NOUVELLES

Scandale à l'agence américaine du revenu: une haute responsable quitte son poste

23/09/2013 05:24 EDT | Actualisé 23/11/2013 05:12 EST

WASHINGTON - Lois Lerner, la responsable de l'agence américaine du revenu (IRS) au coeur du scandale liant l'agence fédérale et le Tea Party, prend sa retraite, a annoncé l'IRS lundi.

Mme Lerner dirigeait la branche de l'IRS qui gère les demandes d'exemption fiscale avant d'être mise en congé avec solde en mai.

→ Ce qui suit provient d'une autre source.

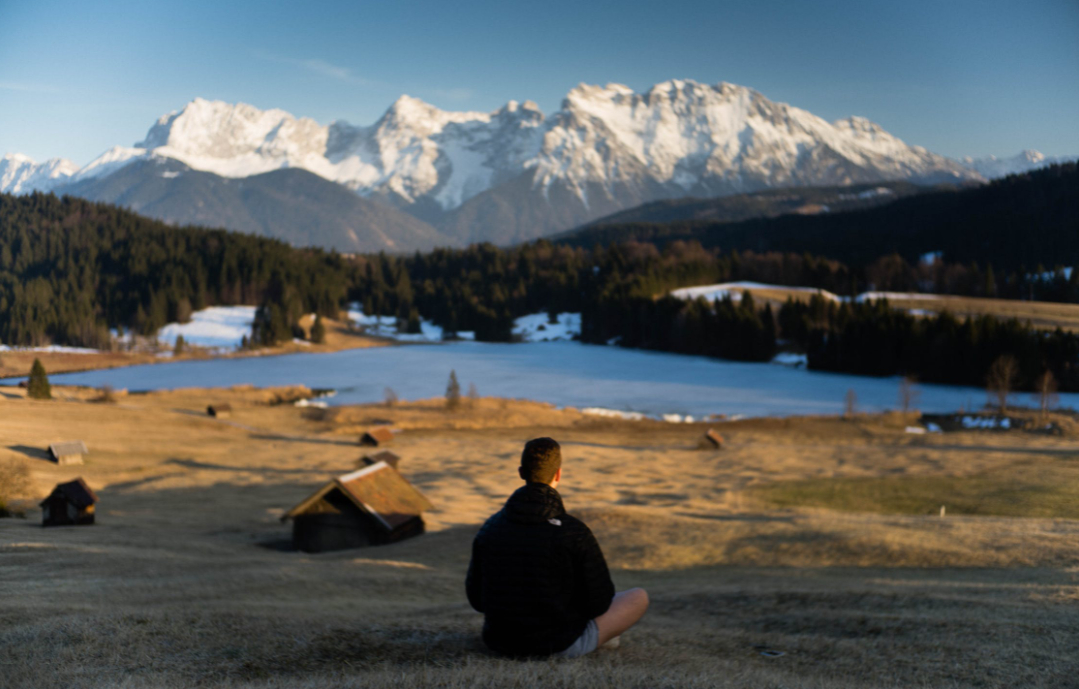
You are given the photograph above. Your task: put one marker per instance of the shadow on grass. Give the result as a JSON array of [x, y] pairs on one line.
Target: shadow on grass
[[315, 441], [33, 453]]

Alors qu'elle était en poste, l'agence a admis que ses employés avaient incorrectement ciblé des groupes issus de la mouvance politique de droite afin qu'ils soient examinés de plus près lorsqu'ils ont demandé des exemptions fiscales, de 2010 à 2012.

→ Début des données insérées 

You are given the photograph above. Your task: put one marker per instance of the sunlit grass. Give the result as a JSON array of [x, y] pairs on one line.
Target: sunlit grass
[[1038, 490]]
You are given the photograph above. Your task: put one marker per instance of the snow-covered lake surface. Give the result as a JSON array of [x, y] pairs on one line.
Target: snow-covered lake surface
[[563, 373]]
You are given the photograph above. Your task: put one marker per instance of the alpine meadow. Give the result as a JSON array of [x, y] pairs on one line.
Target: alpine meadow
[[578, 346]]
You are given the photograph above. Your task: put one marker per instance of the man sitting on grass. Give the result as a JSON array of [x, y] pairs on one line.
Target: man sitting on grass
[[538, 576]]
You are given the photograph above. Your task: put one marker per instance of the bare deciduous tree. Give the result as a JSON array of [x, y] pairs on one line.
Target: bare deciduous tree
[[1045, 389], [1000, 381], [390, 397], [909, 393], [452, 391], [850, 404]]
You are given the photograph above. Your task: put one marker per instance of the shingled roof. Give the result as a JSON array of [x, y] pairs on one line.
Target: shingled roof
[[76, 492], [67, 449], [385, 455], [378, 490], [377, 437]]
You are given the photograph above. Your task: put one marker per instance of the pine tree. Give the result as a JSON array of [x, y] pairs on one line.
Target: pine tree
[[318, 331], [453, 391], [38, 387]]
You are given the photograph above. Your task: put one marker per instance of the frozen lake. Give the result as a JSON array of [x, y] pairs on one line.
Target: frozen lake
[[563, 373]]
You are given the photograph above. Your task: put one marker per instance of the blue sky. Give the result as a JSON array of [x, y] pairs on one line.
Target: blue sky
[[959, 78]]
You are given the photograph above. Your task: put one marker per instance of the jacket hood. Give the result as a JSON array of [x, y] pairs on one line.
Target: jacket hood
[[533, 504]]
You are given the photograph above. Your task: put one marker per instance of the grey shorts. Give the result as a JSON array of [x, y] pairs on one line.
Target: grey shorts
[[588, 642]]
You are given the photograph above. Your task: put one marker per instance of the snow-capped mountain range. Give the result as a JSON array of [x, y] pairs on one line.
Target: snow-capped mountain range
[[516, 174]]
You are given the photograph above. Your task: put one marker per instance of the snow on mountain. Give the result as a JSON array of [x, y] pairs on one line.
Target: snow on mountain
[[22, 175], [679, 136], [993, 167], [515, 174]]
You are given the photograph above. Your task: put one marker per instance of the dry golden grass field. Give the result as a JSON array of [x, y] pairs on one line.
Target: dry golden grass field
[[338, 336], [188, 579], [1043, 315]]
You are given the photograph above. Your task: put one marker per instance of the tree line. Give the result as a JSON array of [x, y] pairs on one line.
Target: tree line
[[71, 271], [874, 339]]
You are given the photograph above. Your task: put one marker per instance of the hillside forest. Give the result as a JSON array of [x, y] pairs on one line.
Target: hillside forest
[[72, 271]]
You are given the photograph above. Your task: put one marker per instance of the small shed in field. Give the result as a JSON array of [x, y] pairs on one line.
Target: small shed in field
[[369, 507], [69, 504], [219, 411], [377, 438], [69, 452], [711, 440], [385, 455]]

L'ex-dirigeante a tout d'abord révélé l'existence de ces démarches spécifiques lors d'une conférence, où elle s'est fait poser une question sur le traitement des groupes politiques par l'IRS. Moins de deux semaines plus tard, elle a refusé de répondre à des questions lors d'une audience du Congrès, citant son droit constitutionnel de ne pas s'incriminer elle-même.

Les républicains du Congrès ont réclamé son renvoi à de multiples reprises. L'IRS a indiqué, dans un communiqué, que les lois sur la protection de la vie privée l'empêchaient de commenter davantage sur un employé en particulier.

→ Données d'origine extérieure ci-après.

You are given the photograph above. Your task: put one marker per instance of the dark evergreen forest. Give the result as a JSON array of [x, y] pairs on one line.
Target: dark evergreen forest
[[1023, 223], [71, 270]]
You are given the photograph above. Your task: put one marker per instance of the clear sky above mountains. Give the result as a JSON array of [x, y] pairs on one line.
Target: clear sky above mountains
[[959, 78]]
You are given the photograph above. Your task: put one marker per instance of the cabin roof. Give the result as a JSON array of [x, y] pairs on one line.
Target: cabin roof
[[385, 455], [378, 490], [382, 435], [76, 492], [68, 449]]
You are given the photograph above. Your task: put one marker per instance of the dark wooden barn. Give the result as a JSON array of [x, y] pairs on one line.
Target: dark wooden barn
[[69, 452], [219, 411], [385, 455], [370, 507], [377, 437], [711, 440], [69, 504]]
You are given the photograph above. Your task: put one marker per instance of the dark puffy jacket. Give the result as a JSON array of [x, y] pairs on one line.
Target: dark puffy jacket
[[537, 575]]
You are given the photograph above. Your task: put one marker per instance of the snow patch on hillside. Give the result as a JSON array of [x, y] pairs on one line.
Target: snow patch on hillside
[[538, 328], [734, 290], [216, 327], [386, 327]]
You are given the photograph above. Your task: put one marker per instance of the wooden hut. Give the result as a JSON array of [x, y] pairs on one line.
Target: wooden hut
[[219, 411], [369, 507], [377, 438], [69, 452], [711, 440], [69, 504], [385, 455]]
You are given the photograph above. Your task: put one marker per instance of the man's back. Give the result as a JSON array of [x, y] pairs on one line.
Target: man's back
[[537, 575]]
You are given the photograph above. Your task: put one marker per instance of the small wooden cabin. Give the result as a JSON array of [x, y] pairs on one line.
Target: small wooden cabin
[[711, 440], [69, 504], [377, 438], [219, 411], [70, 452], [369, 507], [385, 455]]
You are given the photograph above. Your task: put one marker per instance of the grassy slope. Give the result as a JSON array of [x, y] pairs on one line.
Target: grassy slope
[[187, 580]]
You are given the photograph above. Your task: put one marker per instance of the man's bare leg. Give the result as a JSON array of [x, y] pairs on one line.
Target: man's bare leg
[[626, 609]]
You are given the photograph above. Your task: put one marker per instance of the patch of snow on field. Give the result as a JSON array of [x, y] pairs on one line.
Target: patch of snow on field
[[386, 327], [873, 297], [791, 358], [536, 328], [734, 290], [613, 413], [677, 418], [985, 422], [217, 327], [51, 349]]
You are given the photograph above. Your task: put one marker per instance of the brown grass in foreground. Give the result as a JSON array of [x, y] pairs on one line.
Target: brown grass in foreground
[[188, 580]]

Les révélations de Mme Lerner lors de la conférence du mois de mai ont déclenché une tempête au sein de l'agence. Le président Barack Obama a forcé le commissaire par intérim à démissionner et la majorité de la haute direction de l'IRS a été remplacée. Trois commissions du Congrès et le département de la Justice ont ouvert des enquêtes.

Mme Lerner a tout d'abord déclaré que les méthodes d'examen approfondi étaient limitées à des agents travaillant à un bureau de Cincinnati. Des enquêtes du Congrès ont depuis permis de révéler des preuves selon lesquelles des responsables de l'IRS à Washington étaient au courant que des demandes du Tea Party étaient parfois retardées pendant des années, tandis que les groupes étaient soumis à des vérifications frôlant le zèle.

Les enquêteurs n'ont cependant pas démontré que quiconque à l'extérieur de l'agence avait ordonné ces procédures, ou était au courant de leur existence.

Lundi, l'IRS a affirmé dans un communiqué que plusieurs mesures avaient été prises depuis l'éclatement du scandale.